Public Show Over, Obama Turns to Private Diplomacy in Middle East

President Obama’s highly visible trip to the Middle East was seen as a timely and badly needed shot of public diplomacy in the world’s most volatile region. But what happens behind the scenes and out of public view now that the president is back in the United States may be even more critical to the decades-old American quest to forge stable peace between Israel and her neighbors.

The president’s goals for his visit to Israel, the West Bank, and Jordan were decidedly modest. But he did achieve them, even surprising the world on Friday when he ended a three-year stalemate between Israel and Turkey by persuading Israeli Prime Minister Benjamin Netanyahu to telephone his Turkish counterpart and apologize for an incident that left nine Turks dead. At a very minimum, that achievement enhanced regional security, with the resumption of diplomatic relations between the two U.S. allies, whose stability is a counterweight to instability in war-torn Syria.
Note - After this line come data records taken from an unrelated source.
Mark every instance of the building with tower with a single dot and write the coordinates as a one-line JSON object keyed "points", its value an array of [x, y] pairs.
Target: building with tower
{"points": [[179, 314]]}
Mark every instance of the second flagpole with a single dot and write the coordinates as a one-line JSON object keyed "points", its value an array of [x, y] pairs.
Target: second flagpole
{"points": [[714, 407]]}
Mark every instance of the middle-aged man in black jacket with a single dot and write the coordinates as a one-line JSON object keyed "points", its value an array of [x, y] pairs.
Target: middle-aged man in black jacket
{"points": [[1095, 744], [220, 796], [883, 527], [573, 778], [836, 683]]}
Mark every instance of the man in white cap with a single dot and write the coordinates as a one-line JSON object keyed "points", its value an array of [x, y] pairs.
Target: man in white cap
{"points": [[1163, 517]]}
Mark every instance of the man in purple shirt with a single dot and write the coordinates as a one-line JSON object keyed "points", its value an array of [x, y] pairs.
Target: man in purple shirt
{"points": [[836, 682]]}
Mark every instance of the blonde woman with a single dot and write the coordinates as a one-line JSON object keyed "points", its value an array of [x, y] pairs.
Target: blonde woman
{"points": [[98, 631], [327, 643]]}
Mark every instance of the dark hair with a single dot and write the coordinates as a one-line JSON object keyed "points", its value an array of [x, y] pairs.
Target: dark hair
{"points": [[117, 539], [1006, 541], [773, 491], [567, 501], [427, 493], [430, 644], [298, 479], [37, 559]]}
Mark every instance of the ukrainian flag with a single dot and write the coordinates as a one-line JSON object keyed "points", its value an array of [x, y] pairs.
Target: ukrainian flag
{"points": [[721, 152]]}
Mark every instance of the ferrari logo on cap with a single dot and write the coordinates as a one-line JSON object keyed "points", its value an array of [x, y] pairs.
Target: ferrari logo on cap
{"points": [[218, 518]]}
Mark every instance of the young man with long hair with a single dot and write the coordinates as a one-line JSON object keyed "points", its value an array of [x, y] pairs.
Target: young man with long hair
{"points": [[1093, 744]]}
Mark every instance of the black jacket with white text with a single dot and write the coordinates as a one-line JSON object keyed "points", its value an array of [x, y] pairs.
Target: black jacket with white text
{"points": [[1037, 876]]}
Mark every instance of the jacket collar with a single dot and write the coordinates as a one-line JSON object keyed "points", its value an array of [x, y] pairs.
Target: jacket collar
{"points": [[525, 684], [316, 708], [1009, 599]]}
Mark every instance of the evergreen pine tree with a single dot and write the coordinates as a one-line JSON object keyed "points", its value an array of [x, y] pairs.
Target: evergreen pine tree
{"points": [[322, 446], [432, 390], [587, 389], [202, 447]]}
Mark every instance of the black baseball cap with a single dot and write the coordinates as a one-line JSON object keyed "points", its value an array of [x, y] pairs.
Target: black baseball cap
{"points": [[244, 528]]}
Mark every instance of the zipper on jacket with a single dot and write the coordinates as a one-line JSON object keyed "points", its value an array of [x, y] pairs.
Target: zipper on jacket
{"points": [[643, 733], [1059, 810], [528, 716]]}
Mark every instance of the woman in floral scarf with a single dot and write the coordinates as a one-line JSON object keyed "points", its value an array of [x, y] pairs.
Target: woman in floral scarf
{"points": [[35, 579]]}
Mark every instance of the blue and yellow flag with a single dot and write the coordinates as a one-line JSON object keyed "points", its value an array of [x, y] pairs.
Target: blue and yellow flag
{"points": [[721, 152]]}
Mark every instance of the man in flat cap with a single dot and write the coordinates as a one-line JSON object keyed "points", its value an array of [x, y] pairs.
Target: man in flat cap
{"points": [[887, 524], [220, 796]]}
Now the burden falls on Secretary of State John Kerry. Newly established in Foggy Bottom, Kerry is known to be itching to become more involved in the Middle East, seeing peace there as his possible legacy. But don’t expect to be hearing breathless daily reports of his efforts.

“The bottom line is, we don’t really know what comes next,” said Natan Sachs, a fellow at the Saban Center for Middle East Policy at the Brookings Institution. But he said it almost certainly will be “active diplomacy very much behind the scenes,” a contrast to some of the showier and very public diplomacy of the past.

“The hurdles are very considerable,” Sachs said. “It seems the course they are charting right now is to try to avoid big talks about first steps. So rather than having a prolonged negotiation over negotiations, they are trying to talk about substance. I suspect they are going to try to do that more privately and more behind closed doors and see where they can move on substance between the two sides.”

Keeping the talks under wraps is important for two reasons. First, public opinion now actually matters in the Middle East. The days when autocratic leaders could reach agreements and impose them on their citizenry are gone in a region reshaped by the Arab Spring. And, second, the public on both sides of the divide has grown distrustful of a peace process that has failed them so often. “There is a lot of opposition on the Palestinian street to the talks themselves,” Sachs said. “They see the talks as charade and the peace process itself has been used as cover for continued occupation. So there is an advantage to having more substantive but more private talks that don’t demand any public gestures by either side just yet.”

The success of Obama’s trip, of course, did little to tamp down long-standing Republican complaints that he should have visited Israel in his first term and should be doing more to revive the peace process. Rep. Ileana Ros-Lehtinen, R-Fla., chairwoman of the House Foreign Affairs panel's Subcommittee on the Middle East and North Africa, contended Sunday that the president in his trip “failed to put forth a clear strategy to stabilize tensions in the region and bring both parties back to the negotiating table.”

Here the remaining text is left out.